In this very difficult context even the stronger EU economy, Germany, could face severe downturns: the economic performance of Germany during the last years was mainly driven by the huge demand for investments and machineries in emerging countries, primarily China and Russia. Now, the Ukraine crisis, the general reduction of growth rates in the BRIC countries, and the enduring consumption slump in several EU countries are a threat to a German prosperity which is over-reliant on exports.

We will see if this scenario and a rise in the unemployment rate from the current level of 4.9% (exceptionally low for a European country) will change the German attitude towards fiscal austerity. In particular it will test the compromise between Chancellor Merkel’s CDU and the allies of the SPD in the Grosse Koalition. The terms of a deal could be that, while imposing a strict fiscal discipline in the European context, thanks to the low interest on public debt and a moderate but steady growth, more resources will be pumped into the already generous welfare state, introducing for the first time a minimum wage and decreasing the retirement age.

The German economic slowdown could also heavily affect its eastern neighbors: Poland, Hungary and Czech Republic’s good performance in the last decade was strictly correlated with their integration with German manufacturing that has outsourced increasing portions of labor-intensive productions there. Now these countries face a new challenge: reductions in demand by their main commercial partner and the possible appreciation of their currencies, against the ECB’s relatively expansive monetary policy, could pose a threat to their growing economies.

The prospects for Southern Europe remain dim, although to varying degrees and with national differences: Italy, Spain, Portugal, Greece, Cyprus and now also France are struggling within high unemployment and a steadily increasing public debt – despite the implementation of some structural reforms, especially in the labor market, as indicated by the EU Commission. The long awaited publication of banking stress-tests by the ECB in recent days is revealing: the huge amount of public resources poured in the financial systems of these countries was only sufficient to support half of the 25 European banks that present the highest risk level; 12 of them still have to cover €10 billion in capital shortfall, in order to prevent another potential continental meltdown.

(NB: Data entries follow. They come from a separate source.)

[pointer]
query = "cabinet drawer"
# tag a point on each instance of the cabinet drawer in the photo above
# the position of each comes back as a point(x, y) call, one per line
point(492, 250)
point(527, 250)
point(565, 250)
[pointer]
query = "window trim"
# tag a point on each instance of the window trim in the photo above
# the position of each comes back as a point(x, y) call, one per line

Among the Northern countries, the United Kingdom is the economy with the strongest momentum. After avoiding the inevitable fallout that would have followed a successful Scottish independence referendum, the British economy is back on a solid growth path. This is characterized by the full recovery of the real estate sector and, despite the rhetoric of the Cameron government, by a softened fiscal discipline, coupled with a constant expansionary monetary policy by the Bank of England – whose activism during the entire Great Recession has been at least equal to the FED’s.

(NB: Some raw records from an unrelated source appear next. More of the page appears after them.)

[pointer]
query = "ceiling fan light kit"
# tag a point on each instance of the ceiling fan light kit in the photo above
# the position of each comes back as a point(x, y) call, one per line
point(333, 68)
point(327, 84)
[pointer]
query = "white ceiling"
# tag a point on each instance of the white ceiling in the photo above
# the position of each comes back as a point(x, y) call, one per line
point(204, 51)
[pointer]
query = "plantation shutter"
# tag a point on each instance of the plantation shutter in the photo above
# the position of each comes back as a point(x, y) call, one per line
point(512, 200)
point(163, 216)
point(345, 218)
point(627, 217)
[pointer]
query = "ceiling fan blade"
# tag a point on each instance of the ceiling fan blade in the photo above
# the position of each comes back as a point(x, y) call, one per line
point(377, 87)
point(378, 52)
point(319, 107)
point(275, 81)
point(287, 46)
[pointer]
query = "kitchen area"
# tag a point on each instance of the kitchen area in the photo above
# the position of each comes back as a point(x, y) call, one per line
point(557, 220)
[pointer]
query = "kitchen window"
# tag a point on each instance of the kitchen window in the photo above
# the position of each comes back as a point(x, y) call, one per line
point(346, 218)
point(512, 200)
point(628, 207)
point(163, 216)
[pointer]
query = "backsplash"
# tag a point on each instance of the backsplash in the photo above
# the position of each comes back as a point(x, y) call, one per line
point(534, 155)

Against this backdrop, the growing conflict between national governments and the European Commission, in its transition from Barroso’s leadership to Juncker’s, is a signal of the urgent need for new instruments to solve the European economic puzzle before nationalisms endanger the whole political Union. It is far from certain that Junker’s investments plan, after winning him the decisive support of the S&D party in the European Parliament, will be enough to pursue such an ambitious agenda.